Verification Report
The Verification Report is the final gate before you ship. Run openlogos verify and RunLogos produces a structured report that traces every requirement to a test case and every test case to a result. It answers the question: "Did we build what we said we'd build?"
Running verification
From the terminal panel (or any shell in your project root):
openlogos verify
RunLogos reads logos/resources/verify/test-results.jsonl — the file your test suite writes to — and cross-references it against the Spec Chain.
The three layers
Layer 1 · Pass rate
How many test cases passed vs. total executed. A simple pass/fail count.
Tests: 42 passed, 3 failed, 0 skipped
Layer 2 · Design-time coverage
Every test case defined in logos/resources/test/ must appear in the results. This catches tests that were specified but never written or never run.
Coverage: 45/45 test cases executed (100%)
Missing: none
If a test case ID from the spec is absent from the results, it appears here as a gap.
Layer 3 · AC traceability
Every acceptance criterion in requirements.md must trace to at least one test case, and that test case must have a passing result.
AC-S01-1 ✓ covered by TC-S01-001, TC-S01-002
AC-S01-2 ✓ covered by TC-S01-003
AC-S02-1 ✗ TC-S02-001 FAILED
A red row means a requirement is not verified — either the test failed or no test covers it.
Reading the report in RunLogos
After running openlogos verify, the output in the terminal panel is rendered as a structured report in the center panel:
- Green rows: requirement verified
- Red rows: requirement not verified (with the failing test ID linked)
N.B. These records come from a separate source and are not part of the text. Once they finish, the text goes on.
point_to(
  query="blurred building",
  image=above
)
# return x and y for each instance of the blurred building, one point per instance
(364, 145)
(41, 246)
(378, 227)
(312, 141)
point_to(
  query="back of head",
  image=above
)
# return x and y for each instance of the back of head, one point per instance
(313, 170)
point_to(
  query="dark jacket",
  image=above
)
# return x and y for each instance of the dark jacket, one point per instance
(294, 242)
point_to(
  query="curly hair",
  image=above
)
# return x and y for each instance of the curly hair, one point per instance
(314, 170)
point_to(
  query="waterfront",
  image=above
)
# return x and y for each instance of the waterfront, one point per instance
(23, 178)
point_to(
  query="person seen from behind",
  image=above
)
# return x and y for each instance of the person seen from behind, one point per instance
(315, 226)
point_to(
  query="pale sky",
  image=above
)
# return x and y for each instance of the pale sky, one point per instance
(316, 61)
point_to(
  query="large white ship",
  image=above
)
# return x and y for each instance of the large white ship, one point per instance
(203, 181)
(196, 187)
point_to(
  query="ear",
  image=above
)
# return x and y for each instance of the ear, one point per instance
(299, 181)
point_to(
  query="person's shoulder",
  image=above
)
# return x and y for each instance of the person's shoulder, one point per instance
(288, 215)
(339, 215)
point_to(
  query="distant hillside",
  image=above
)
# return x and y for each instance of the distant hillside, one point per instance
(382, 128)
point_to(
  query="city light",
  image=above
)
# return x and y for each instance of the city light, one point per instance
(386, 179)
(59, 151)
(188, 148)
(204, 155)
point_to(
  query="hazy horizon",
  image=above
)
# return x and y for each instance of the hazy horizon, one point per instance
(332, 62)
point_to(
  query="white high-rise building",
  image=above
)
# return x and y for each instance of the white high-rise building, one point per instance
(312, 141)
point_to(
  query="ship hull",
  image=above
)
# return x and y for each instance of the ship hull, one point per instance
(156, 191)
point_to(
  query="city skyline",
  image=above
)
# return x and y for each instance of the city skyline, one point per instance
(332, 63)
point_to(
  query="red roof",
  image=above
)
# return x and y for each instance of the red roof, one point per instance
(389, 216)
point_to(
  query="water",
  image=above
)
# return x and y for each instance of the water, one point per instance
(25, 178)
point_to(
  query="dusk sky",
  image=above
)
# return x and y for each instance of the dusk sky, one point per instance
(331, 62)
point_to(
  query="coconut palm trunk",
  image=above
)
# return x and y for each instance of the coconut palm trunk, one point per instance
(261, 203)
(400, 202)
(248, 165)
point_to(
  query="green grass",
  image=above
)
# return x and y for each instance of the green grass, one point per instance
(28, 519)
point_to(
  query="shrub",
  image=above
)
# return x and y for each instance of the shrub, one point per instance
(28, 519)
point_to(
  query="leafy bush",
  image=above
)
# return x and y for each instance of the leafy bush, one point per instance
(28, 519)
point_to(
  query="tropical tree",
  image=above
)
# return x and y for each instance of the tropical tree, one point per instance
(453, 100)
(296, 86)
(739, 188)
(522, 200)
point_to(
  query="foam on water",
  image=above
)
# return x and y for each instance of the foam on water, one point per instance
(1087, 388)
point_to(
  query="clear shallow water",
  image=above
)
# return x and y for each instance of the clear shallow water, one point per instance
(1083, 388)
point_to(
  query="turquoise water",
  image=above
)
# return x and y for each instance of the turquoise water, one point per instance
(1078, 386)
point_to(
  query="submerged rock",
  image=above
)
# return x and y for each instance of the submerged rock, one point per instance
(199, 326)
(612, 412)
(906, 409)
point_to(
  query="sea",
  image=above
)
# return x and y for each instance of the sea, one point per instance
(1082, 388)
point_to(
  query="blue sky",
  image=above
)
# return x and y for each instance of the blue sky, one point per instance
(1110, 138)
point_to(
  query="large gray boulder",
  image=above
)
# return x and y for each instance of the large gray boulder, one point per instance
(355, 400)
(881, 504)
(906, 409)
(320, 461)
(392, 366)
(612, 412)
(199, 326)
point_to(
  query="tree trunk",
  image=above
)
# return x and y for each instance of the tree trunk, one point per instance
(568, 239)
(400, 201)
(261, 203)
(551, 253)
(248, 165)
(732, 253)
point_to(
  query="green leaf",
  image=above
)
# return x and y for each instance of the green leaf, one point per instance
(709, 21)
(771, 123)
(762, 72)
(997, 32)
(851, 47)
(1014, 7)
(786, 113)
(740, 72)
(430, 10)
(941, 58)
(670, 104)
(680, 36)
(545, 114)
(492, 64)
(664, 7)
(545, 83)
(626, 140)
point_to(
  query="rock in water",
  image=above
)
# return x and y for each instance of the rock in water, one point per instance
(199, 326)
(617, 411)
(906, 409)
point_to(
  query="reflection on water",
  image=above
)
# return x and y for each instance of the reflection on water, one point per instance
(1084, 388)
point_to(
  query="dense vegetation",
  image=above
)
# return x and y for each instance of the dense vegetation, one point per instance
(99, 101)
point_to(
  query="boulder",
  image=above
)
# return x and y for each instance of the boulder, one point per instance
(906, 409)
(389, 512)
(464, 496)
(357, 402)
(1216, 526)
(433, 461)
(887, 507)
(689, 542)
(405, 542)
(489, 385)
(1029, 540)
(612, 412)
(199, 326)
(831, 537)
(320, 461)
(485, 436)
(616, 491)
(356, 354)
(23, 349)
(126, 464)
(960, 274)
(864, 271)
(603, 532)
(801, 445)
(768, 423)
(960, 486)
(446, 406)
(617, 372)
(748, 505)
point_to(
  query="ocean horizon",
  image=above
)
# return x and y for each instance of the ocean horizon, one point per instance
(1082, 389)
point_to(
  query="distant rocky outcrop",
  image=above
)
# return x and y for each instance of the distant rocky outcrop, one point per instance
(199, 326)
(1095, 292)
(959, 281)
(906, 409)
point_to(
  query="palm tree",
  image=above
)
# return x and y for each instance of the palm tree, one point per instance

- Click any test ID to jump to the test case document
- Click any AC ID to jump to the requirement in
requirements.md
Writing test results
Your test suite must write results to logos/resources/verify/test-results.jsonl. Each line is a JSON object:
{"id": "TC-S01-001", "status": "passed", "duration": 42}
{"id": "TC-S01-002", "status": "passed", "duration": 18}
{"id": "TC-S02-001", "status": "failed", "error": "Expected 201, got 400"}
The OpenLogos reporter handles this automatically. Add it to your test setup:
import { openlogosReporter } from 'openlogos/reporter';
// vitest.config.ts
export default defineConfig({
test: {
reporters: ['default', openlogosReporter()],
},
});
See logos/spec/test-results.md for the full reporter spec.
Typical workflow
- All orchestration flows pass in the Orchestration Runner.
- Run the full test suite:
npm test -- --run - Run
openlogos verify. - Review the report — fix any red rows.
- All three layers green → the feature is verified and ready to ship.